The First Condition for “Legitimate” Punishment

1. Lack of proper authority:

The practice of punishment is a very specific, legitimate sort of abuse; are its effects very different though? Considering the case of children, and assuming that retribution is not supportable when practiced upon children (which I will elaborate upon later), let us postulate a scenario, one where some person is imposing something unpleasant or aversive upon a child, we may make some observations:

If it’s the authorized person punishing a child, then what results?

For the child, education, moral direction, and respect for authority, society and the rules, because he knows he is being corrected by a caring and trusted adult? I believe these are purported to be the goals of punishment.

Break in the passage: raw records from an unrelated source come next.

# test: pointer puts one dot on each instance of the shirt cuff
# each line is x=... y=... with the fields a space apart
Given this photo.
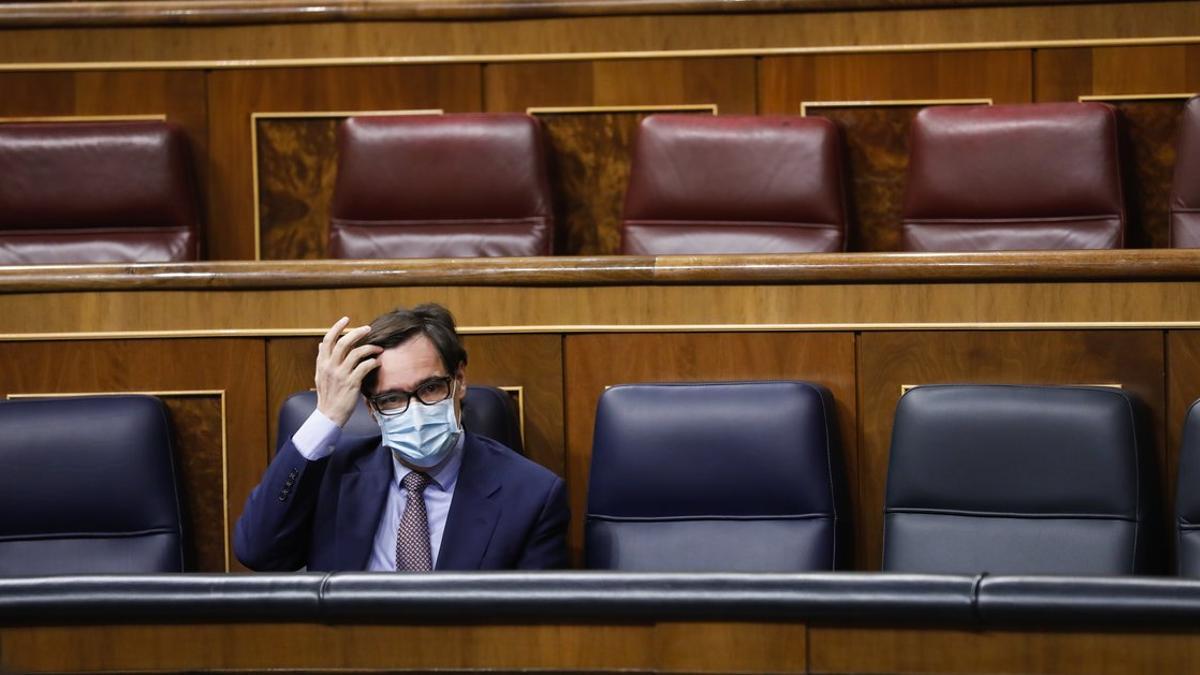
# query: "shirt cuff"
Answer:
x=316 y=437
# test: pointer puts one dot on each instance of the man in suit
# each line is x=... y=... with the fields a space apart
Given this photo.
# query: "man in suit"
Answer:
x=424 y=495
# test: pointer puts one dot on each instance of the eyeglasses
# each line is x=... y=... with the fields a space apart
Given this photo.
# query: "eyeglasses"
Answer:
x=432 y=390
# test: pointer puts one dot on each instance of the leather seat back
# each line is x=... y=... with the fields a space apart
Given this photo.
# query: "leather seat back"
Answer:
x=735 y=184
x=715 y=477
x=96 y=192
x=1013 y=479
x=988 y=178
x=441 y=186
x=88 y=485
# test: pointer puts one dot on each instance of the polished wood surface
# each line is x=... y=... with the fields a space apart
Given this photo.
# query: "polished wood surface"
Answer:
x=592 y=646
x=595 y=362
x=888 y=360
x=219 y=438
x=618 y=270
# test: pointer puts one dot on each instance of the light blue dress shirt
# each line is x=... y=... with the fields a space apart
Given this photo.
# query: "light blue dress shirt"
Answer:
x=316 y=438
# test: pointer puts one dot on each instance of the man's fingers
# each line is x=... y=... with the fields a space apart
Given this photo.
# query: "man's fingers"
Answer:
x=337 y=354
x=330 y=335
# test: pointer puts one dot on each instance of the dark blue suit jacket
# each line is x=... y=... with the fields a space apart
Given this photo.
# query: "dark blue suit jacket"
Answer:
x=507 y=513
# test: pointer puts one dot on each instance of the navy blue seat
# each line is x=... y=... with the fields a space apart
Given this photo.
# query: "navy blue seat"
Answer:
x=486 y=411
x=715 y=477
x=1013 y=479
x=1187 y=497
x=88 y=485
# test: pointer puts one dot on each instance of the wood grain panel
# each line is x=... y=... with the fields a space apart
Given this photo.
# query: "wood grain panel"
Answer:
x=532 y=362
x=594 y=362
x=591 y=144
x=871 y=650
x=664 y=647
x=234 y=365
x=235 y=94
x=876 y=139
x=180 y=95
x=1133 y=359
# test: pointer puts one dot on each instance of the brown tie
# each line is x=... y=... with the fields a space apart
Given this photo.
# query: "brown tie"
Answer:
x=413 y=535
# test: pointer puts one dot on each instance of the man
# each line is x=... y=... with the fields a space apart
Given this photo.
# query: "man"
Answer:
x=424 y=495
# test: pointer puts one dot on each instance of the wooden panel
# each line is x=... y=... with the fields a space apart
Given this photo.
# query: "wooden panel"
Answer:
x=1133 y=359
x=233 y=365
x=1150 y=126
x=532 y=362
x=591 y=143
x=235 y=94
x=877 y=136
x=867 y=650
x=670 y=647
x=594 y=362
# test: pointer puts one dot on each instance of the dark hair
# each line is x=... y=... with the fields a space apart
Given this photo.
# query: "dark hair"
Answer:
x=402 y=324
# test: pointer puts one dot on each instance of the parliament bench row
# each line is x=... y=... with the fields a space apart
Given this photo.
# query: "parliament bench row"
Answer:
x=691 y=477
x=1017 y=177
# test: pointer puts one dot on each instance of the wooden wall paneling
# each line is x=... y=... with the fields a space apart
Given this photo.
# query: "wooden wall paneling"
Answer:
x=1182 y=388
x=591 y=111
x=233 y=366
x=531 y=362
x=1133 y=359
x=913 y=650
x=234 y=95
x=877 y=136
x=1149 y=87
x=594 y=362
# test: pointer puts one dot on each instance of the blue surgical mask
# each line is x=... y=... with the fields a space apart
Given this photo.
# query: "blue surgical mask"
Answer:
x=423 y=435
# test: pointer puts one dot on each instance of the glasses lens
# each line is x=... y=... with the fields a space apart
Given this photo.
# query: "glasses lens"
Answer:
x=435 y=390
x=391 y=404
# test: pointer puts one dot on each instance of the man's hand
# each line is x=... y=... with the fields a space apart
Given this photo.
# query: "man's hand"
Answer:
x=340 y=370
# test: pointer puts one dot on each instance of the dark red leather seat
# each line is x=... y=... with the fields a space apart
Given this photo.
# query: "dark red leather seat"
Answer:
x=735 y=184
x=1186 y=185
x=438 y=186
x=96 y=192
x=987 y=178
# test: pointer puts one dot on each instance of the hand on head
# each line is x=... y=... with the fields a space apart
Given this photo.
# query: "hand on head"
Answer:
x=341 y=368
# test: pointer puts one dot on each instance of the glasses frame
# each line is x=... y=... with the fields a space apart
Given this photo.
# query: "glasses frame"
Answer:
x=449 y=380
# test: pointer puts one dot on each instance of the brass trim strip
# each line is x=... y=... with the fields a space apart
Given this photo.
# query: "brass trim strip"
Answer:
x=196 y=393
x=149 y=117
x=906 y=388
x=1105 y=97
x=892 y=102
x=633 y=108
x=223 y=64
x=624 y=328
x=301 y=114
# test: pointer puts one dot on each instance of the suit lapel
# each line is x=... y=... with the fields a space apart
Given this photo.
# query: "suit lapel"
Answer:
x=473 y=514
x=361 y=496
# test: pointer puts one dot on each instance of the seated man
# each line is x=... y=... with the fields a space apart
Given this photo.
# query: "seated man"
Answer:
x=424 y=496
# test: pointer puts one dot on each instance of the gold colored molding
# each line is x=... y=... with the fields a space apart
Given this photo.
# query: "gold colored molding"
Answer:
x=304 y=114
x=906 y=388
x=587 y=109
x=151 y=117
x=439 y=59
x=177 y=393
x=573 y=329
x=1116 y=97
x=892 y=102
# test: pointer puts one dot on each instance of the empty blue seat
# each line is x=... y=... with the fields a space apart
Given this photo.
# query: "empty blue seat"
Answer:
x=88 y=485
x=715 y=477
x=1015 y=479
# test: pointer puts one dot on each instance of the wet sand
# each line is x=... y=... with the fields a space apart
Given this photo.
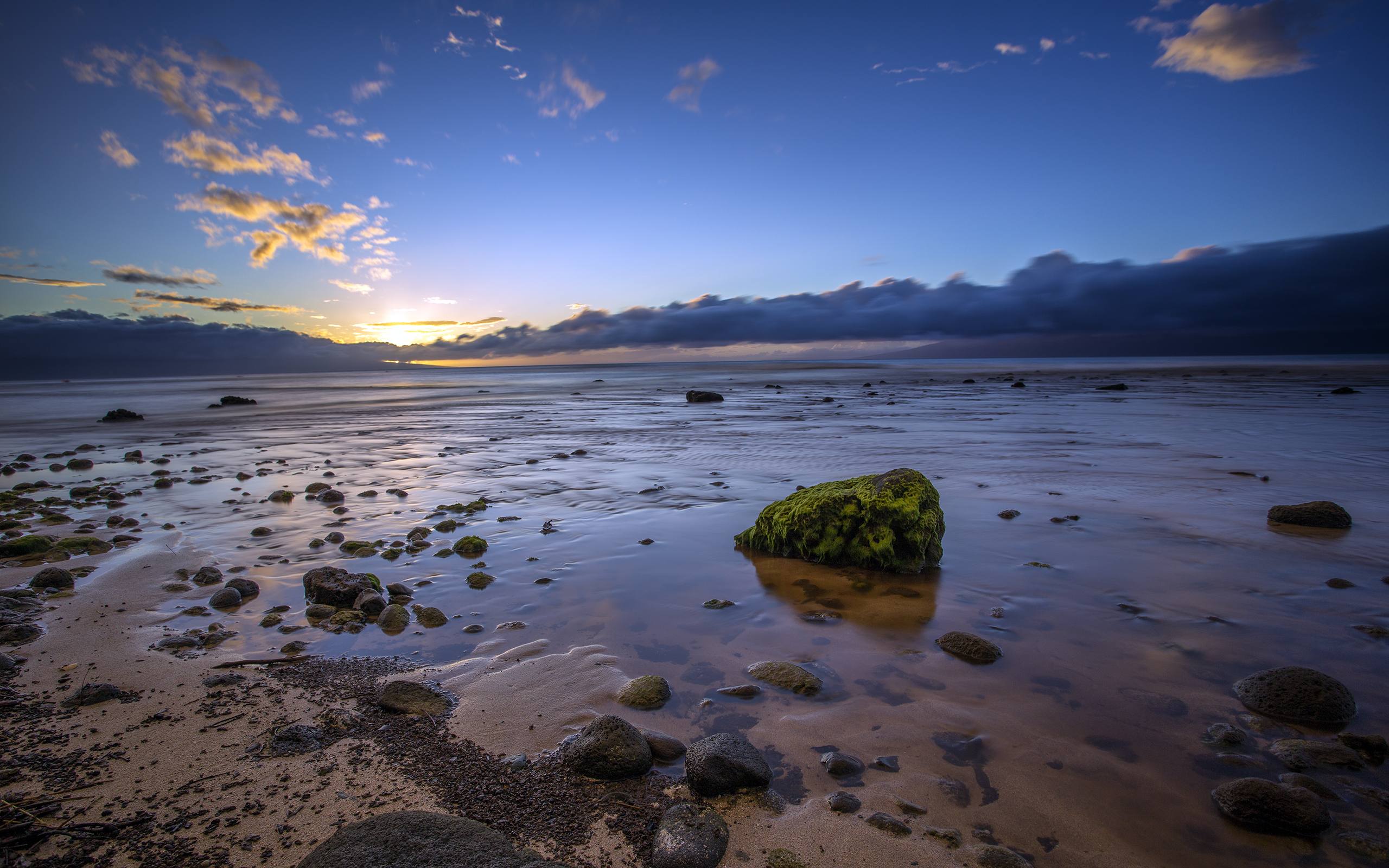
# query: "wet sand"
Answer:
x=1119 y=652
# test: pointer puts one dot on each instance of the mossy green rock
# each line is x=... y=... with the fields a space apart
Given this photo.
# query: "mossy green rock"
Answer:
x=891 y=522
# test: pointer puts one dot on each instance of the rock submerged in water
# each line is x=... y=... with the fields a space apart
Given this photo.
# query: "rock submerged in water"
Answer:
x=1298 y=695
x=420 y=839
x=1276 y=809
x=725 y=763
x=891 y=522
x=1311 y=514
x=690 y=837
x=609 y=749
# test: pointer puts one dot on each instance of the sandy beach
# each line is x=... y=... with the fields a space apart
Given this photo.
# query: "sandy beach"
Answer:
x=1137 y=584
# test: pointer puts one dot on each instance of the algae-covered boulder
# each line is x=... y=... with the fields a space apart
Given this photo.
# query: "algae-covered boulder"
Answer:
x=891 y=521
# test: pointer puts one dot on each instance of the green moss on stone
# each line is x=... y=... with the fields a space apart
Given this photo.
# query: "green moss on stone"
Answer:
x=889 y=521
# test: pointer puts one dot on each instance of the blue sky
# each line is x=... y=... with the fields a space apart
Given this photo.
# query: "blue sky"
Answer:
x=799 y=156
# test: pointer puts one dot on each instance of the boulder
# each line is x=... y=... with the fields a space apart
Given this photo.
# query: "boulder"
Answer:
x=1276 y=809
x=413 y=698
x=690 y=837
x=787 y=675
x=420 y=839
x=725 y=763
x=967 y=646
x=891 y=521
x=335 y=586
x=609 y=749
x=1311 y=514
x=1298 y=695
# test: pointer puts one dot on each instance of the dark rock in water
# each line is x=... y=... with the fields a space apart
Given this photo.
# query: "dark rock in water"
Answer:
x=690 y=837
x=992 y=856
x=891 y=522
x=226 y=598
x=1311 y=514
x=1274 y=809
x=122 y=416
x=91 y=695
x=1298 y=695
x=245 y=586
x=52 y=577
x=334 y=586
x=888 y=824
x=725 y=763
x=664 y=749
x=1373 y=749
x=609 y=749
x=1224 y=735
x=787 y=675
x=967 y=646
x=841 y=764
x=645 y=692
x=1302 y=755
x=413 y=698
x=418 y=839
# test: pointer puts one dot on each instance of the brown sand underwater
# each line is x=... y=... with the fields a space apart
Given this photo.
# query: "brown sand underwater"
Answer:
x=1123 y=629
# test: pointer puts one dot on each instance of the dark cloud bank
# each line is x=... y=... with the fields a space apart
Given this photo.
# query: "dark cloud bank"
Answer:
x=1317 y=295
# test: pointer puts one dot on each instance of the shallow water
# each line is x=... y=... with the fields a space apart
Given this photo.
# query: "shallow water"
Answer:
x=1117 y=656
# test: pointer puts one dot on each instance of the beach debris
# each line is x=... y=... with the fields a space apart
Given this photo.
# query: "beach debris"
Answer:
x=889 y=521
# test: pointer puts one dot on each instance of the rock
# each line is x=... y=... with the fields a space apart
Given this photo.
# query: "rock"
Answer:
x=690 y=837
x=1276 y=809
x=1373 y=749
x=245 y=586
x=91 y=695
x=226 y=598
x=334 y=586
x=992 y=856
x=413 y=698
x=1302 y=755
x=967 y=646
x=841 y=764
x=646 y=692
x=52 y=577
x=418 y=839
x=395 y=617
x=1311 y=514
x=787 y=675
x=888 y=824
x=664 y=749
x=891 y=522
x=609 y=749
x=1298 y=695
x=122 y=416
x=725 y=763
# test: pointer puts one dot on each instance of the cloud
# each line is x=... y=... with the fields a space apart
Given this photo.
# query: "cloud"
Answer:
x=1309 y=286
x=199 y=150
x=224 y=306
x=112 y=148
x=358 y=288
x=692 y=84
x=187 y=85
x=16 y=278
x=134 y=274
x=313 y=228
x=1234 y=43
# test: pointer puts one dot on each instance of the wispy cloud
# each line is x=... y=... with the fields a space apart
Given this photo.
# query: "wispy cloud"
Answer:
x=693 y=77
x=112 y=148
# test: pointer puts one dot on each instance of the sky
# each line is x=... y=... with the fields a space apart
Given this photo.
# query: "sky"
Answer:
x=635 y=181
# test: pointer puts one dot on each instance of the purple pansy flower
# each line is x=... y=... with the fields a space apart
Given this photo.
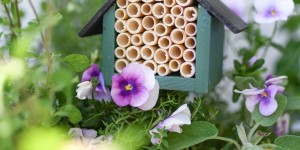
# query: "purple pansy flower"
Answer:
x=101 y=92
x=270 y=80
x=182 y=116
x=269 y=11
x=135 y=86
x=265 y=98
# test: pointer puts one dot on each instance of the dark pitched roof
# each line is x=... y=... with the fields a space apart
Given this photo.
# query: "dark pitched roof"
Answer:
x=214 y=7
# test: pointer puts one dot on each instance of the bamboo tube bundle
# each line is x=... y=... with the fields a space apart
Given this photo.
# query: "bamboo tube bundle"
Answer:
x=185 y=3
x=161 y=30
x=133 y=53
x=163 y=69
x=176 y=51
x=136 y=40
x=177 y=10
x=161 y=56
x=120 y=52
x=159 y=10
x=170 y=3
x=120 y=26
x=187 y=69
x=121 y=14
x=165 y=42
x=178 y=36
x=149 y=38
x=190 y=42
x=190 y=13
x=149 y=22
x=146 y=9
x=123 y=39
x=120 y=64
x=191 y=29
x=151 y=64
x=175 y=64
x=147 y=52
x=134 y=10
x=180 y=22
x=189 y=55
x=134 y=25
x=169 y=20
x=122 y=3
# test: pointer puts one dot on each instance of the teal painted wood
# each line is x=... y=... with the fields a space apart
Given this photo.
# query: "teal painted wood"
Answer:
x=109 y=44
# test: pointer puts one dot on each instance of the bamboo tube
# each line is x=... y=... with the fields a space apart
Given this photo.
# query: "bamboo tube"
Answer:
x=149 y=38
x=163 y=70
x=190 y=42
x=178 y=36
x=123 y=39
x=189 y=55
x=134 y=10
x=161 y=30
x=175 y=64
x=169 y=20
x=149 y=22
x=170 y=3
x=191 y=29
x=133 y=53
x=136 y=40
x=146 y=9
x=151 y=64
x=147 y=52
x=184 y=3
x=161 y=56
x=159 y=10
x=120 y=52
x=134 y=25
x=177 y=10
x=190 y=13
x=180 y=22
x=122 y=3
x=120 y=64
x=176 y=51
x=121 y=14
x=120 y=26
x=187 y=69
x=165 y=42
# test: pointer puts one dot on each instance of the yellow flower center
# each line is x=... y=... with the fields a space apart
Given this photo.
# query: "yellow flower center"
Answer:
x=273 y=12
x=128 y=87
x=265 y=94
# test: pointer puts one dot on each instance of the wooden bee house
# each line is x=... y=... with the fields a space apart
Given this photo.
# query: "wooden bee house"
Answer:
x=180 y=40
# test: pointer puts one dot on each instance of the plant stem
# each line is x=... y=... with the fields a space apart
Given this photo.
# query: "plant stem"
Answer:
x=11 y=25
x=251 y=132
x=228 y=140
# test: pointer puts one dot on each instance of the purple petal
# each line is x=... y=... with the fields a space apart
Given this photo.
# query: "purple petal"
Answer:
x=119 y=98
x=153 y=97
x=267 y=106
x=91 y=72
x=251 y=102
x=139 y=97
x=271 y=91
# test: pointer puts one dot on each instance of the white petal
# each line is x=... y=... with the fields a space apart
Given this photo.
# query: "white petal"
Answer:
x=153 y=97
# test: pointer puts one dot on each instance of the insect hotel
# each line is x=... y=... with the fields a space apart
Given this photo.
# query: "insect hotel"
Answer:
x=180 y=40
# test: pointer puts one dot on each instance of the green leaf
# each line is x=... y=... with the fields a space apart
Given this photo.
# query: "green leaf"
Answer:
x=288 y=142
x=293 y=103
x=270 y=120
x=243 y=82
x=193 y=134
x=77 y=62
x=73 y=114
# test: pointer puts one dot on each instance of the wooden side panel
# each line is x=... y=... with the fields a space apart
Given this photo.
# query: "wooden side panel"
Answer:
x=109 y=44
x=202 y=50
x=216 y=53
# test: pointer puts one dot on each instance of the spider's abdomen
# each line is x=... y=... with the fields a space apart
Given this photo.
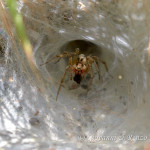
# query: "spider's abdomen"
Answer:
x=77 y=78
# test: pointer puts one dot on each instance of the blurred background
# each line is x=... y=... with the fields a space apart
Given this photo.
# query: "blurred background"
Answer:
x=115 y=112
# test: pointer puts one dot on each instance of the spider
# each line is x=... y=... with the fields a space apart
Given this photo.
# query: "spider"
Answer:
x=80 y=65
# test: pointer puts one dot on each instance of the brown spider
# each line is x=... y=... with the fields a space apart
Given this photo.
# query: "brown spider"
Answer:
x=79 y=64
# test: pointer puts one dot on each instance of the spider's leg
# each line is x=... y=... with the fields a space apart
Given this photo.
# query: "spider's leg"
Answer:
x=67 y=68
x=91 y=79
x=70 y=64
x=102 y=61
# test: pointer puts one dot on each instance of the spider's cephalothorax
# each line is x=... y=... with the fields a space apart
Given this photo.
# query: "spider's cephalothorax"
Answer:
x=79 y=64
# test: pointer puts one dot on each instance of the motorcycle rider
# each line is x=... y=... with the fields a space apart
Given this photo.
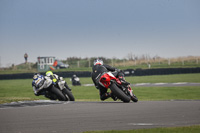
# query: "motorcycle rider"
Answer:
x=37 y=84
x=98 y=69
x=56 y=79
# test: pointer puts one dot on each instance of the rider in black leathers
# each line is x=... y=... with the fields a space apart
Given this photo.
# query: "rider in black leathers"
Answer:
x=98 y=69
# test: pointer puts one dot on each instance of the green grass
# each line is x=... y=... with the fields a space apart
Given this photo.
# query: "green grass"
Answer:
x=19 y=90
x=186 y=129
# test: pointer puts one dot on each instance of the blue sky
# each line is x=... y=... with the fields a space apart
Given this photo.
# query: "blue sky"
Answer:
x=92 y=28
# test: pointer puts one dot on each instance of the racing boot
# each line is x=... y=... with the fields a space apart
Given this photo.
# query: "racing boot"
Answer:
x=123 y=81
x=113 y=96
x=105 y=96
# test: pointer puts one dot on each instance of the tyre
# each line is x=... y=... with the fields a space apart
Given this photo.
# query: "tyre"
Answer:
x=58 y=93
x=68 y=95
x=119 y=93
x=134 y=99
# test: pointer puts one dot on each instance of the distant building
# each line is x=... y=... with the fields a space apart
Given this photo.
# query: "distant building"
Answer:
x=45 y=63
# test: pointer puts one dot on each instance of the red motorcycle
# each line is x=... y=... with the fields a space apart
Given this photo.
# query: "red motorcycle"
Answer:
x=120 y=90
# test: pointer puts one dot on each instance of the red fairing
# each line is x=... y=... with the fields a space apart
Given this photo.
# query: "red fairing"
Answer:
x=106 y=78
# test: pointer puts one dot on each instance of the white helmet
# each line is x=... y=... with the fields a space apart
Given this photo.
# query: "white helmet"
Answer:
x=98 y=62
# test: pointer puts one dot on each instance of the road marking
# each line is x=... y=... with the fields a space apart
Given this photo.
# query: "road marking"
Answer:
x=141 y=124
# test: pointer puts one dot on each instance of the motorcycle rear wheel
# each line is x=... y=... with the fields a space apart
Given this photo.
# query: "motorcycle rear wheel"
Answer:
x=68 y=94
x=119 y=93
x=58 y=93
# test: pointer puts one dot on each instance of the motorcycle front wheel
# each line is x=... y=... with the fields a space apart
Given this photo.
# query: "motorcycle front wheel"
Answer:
x=119 y=93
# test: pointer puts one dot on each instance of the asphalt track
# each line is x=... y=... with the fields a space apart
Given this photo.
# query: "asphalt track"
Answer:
x=74 y=117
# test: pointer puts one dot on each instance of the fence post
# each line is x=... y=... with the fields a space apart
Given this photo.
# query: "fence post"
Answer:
x=78 y=64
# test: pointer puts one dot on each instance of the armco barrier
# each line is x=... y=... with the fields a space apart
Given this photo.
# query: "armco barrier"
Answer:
x=128 y=72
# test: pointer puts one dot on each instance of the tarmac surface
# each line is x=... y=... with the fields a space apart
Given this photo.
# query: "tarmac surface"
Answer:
x=46 y=116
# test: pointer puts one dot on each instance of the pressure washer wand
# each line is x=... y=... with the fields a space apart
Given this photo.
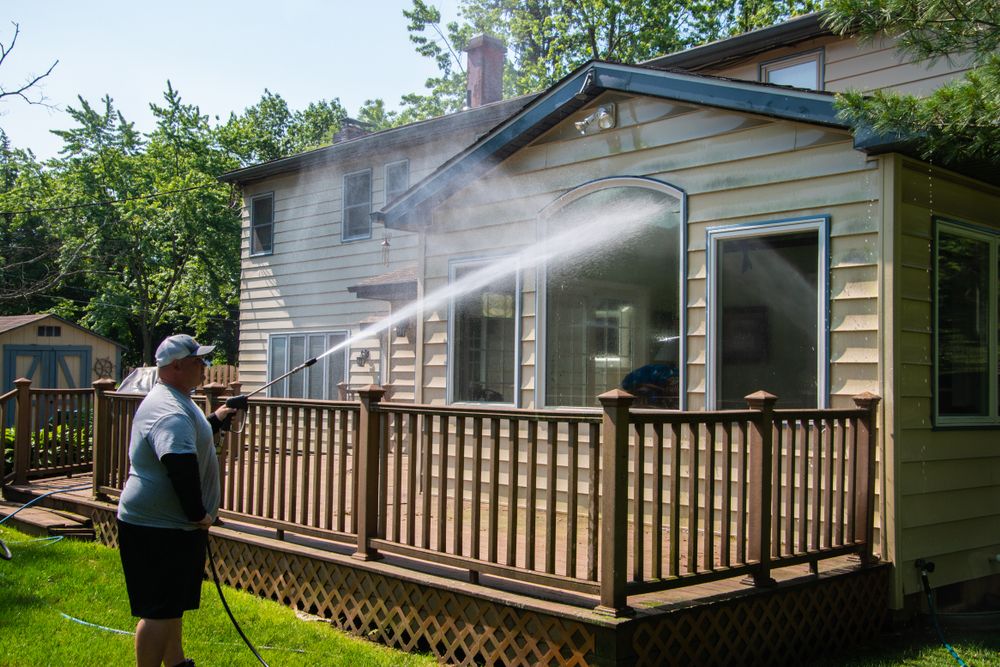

And if it’s the unauthorized person dishing out unpleasantness, what results then?

For the child, trauma, confusion, fear, potential damage to the psyche? Certainly many people would at least consider that to be something between a possibility and a probability, depending on the severity of the unpleasantness and a number of other variables.

And what if it looked identical not to a passing stranger, or to us, as omniscient observers, but what if it looked exactly the same to the punished or abused person, to the punished or abused child? What if the child thought any number of things that would invalidate the authorized nature of his or her punishment in his or her mind? This is not uncommon, that a punished person, child or not, has a reason for his transgression, somewhere between an outright, far-fetched rationalization and an actual, arguable reason. More importantly however, what is also far from rare is it that a punished person has reason, good, bad, or in between, to feel that his punisher isn’t or shouldn’t be considered to be a respected and trusted authority. So in the likely event that something like these thoughts are in the child’s mind, then what comes of it?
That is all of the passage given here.